Уилл и Джордж преуспевали в своих делах, а Джо присылал из Станфордского университета письма в стихах, где лихо, но не слишком нападал на все общепринятые истины.
В ответ Самюэл писал ему: «Я был бы разочарован, если б ты не сделался атеистом, и рад видеть, что, вступивши в возраст и умудрившись, ты вкусил агностицизм, как вкушают сладкий пряник после сытного обеда. Но, понимая все это, сердечно прошу тебя — не пробуй обращать маму в свое безверие. Твое последнее письмо ее убедило единственно в том, что ты нездоров. Почти все недуги, считает она, можно вылечить крепким бульоном. Твои храбрые нападки на устройство пешей цивилизации она сводит к несварению желудка. И потому тревожится о тебе. Ее вера величиной с гору, а у тебя, сынок, в руках еще и лопатки нет».

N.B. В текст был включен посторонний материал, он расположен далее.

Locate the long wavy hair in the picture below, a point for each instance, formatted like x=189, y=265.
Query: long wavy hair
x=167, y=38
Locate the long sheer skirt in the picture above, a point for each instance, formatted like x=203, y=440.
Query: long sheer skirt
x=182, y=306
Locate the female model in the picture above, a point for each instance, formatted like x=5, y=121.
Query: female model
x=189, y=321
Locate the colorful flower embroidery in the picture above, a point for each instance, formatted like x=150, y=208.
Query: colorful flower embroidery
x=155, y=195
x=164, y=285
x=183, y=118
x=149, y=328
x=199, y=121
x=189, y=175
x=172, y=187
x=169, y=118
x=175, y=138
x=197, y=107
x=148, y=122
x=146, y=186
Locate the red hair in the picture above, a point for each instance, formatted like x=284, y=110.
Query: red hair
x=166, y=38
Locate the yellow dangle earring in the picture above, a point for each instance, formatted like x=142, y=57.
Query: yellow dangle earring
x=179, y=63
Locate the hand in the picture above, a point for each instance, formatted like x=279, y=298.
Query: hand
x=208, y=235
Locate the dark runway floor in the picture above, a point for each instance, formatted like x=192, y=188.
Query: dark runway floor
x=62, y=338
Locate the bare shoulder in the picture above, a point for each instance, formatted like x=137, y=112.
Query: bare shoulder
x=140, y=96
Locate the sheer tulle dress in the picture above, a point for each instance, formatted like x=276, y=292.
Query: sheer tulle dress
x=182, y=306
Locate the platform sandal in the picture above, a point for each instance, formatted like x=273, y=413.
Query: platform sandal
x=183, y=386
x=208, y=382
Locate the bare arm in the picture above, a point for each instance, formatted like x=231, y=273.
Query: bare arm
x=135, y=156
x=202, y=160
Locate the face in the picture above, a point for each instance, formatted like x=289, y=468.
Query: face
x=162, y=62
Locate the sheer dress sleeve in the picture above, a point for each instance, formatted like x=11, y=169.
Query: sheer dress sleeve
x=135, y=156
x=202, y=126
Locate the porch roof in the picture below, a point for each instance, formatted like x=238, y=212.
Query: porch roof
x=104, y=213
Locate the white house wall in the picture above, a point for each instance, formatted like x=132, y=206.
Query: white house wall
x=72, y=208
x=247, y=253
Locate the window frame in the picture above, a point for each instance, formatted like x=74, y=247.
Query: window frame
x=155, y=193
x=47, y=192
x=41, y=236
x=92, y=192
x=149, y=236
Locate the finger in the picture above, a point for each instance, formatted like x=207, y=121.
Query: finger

Лиза старела, Самюэл видел это по выражению ее лица. В себе он не ощущал старости, хотя и был седобород. А Лиза как бы пятилась в прошлое, и это ли не признак старости?
Раньше, бывало, она слушала его пророчества и планы снисходительно, как шалый шум ребенка. Теперь же считает, что взрослому человеку это не к лицу. Они остались на ранчо втроем — Лиза, Том и Самюэл. Уна вышла за чужака и уехала с ним. Десси шьет дамские платья в Салинасе. Оливия замужем за своим нареченным, а Молли — верьте, не верьте — живет с мужем в Сан-Франциско, в богатой квартире. У камина в спальне постлана белая медвежья шкура и пахнет духами, а после обеда, за кофе, Молли покуривает сигарету с золотым ободком, марки «Вайолет Майло».
Однажды, поднимая прессованное сено, Самюэл надсадил спину; сильней боли была обида-что ж это за жизнь для Сэма Гамильтона, если тюк сенца нельзя поднять? Уличив свою спину в слабости, он оскорбился этим почти так же, как если бы родную дочь уличил во лжи.